The Perpetual Union is a feature of the Articles of Confederation and Perpetual Union, which established the United States of America as a political entity and, under later constitutional law, means that U.S. states are not permitted to withdraw from the Union.

The Articles of Confederation detailed the rights, responsibilities, and powers of the newly independent United States of America. However, the Articles provided a system of government considered too weak by the nationalists led by George Washington. It was superseded in 1789 by the ratification of the U.S. Constitution, a document written and approved at the 1787 Constitutional Convention.

==Historical origins==
The concept of a Union of the British American States originated gradually during the 1770s as the struggle for independence unfolded. In his first inaugural address on March 4, 1861, Abraham Lincoln stated:

The Union is much older than the Constitution. It was formed, in fact, by the Articles of Association in 1774. It was matured and continued by the Declaration of Independence in 1776. It was further matured, and the faith of all the then thirteen States expressly plighted and engaged that it should be perpetual, by the Articles of Confederation in 1778. And finally, in 1787, one of the declared objects for ordaining and establishing the Constitution was to form a more perfect Union.

A significant step was taken on June 12, 1776, when the Second Continental Congress approved the drafting of the Articles of Confederation, following a similar approval to draft the Declaration of Independence on June 11. The purpose of the former document was not only to define the relationship among the new states but also to stipulate the permanent nature of the new union. Accordingly, Article XIII states that the Union "shall be perpetual". While the process to ratify the Articles began in 1777, the Union only became a legal entity in 1781 when all states had ratified the agreement. The Second Continental Congress approved the Articles for ratification by the sovereign States on November 15, 1777, which occurred during the period from July 1778 to March 1781.

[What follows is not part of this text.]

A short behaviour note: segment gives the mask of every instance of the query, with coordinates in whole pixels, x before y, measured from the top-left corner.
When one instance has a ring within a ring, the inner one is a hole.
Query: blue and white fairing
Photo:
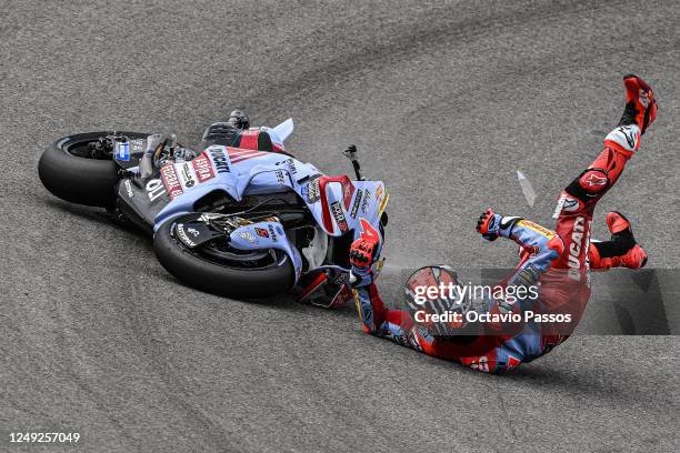
[[[270,130],[270,133],[274,130]],[[358,238],[361,233],[359,220],[362,218],[379,229],[380,217],[389,199],[383,183],[379,181],[329,178],[314,165],[286,154],[223,145],[211,145],[189,162],[163,165],[161,180],[170,202],[156,217],[154,230],[168,219],[193,212],[194,203],[214,191],[223,191],[236,201],[241,201],[246,195],[293,191],[309,207],[327,234],[340,236],[352,233],[353,238]],[[240,226],[231,233],[231,244],[242,250],[282,250],[292,260],[296,279],[300,276],[300,253],[289,242],[279,222]]]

The 13th ratification by Maryland was delayed for several years due to conflict of interest with some other states, including the western land claims of Virginia. After Virginia passed a law on January 2, 1781, relinquishing the claims, the path forward was cleared. On February 2, 1781, the Maryland state legislature in Annapolis passed the Act to ratify and on March 1, 1781, the Maryland delegates to the Second Continental Congress in Philadelphia formally signed the agreement. Maryland's final ratification of the Articles of Confederation and Perpetual Union established the requisite unanimous consent for the legal creation of the United States of America.

==Significance==
From the start the Union has carried with it importance in national affairs. There was a sense of urgency in completing the legal Union during the American Revolutionary War. Maryland's ratification act stated, "[I]t hath been said that the common enemy is encouraged by this State not acceding to the Confederation, to hope that the union of the sister states may be dissolved". The nature of the Union was hotly debated during a period lasting from the 1830s through its climax during the American Civil War. During the war, the remaining U.S. states that were not joining the breakaway Confederates were called "the Union".

==Constitutional basis==

When the United States Constitution replaced the Articles, nothing in it expressly stated that the Union is perpetual. Even after the Civil War, which had been fought by the U.S. to prevent eleven of the southern slave states from leaving the Union, some still questioned whether any such inviolability survived after the U.S. Constitution replaced the Articles. This uncertainty also stems from the fact that the Constitution was not ratified unanimously before going into effect, as required by the Articles (two states, North Carolina and Rhode Island, had not ratified when George Washington was sworn in as the first U.S. president). The United States Supreme Court ruled on the issue in the 1869 Texas v. White case. In that case, the court ruled that the drafters intended the perpetuity of the Union to survive:

By [the Articles of Confederation], the Union was solemnly declared to "be perpetual." And when these Articles were found to be inadequate to the exigencies of the country, the Constitution was ordained "to form a more perfect Union." It is difficult to convey the idea of indissoluble unity more clearly than by these words. What can be indissoluble if a perpetual Union, made more perfect, is not?. . . When, therefore, [a state] became one of the United States, she entered into an indissoluble relation. All the obligations of perpetual union, and all the guaranties of republican government in the Union, attached at once to the State. The act which consummated her admission into the Union was something more than a compact; it was the incorporation of a new member into the political body. And it was final.
— U.S. Supreme Court, Texas v. White (1869).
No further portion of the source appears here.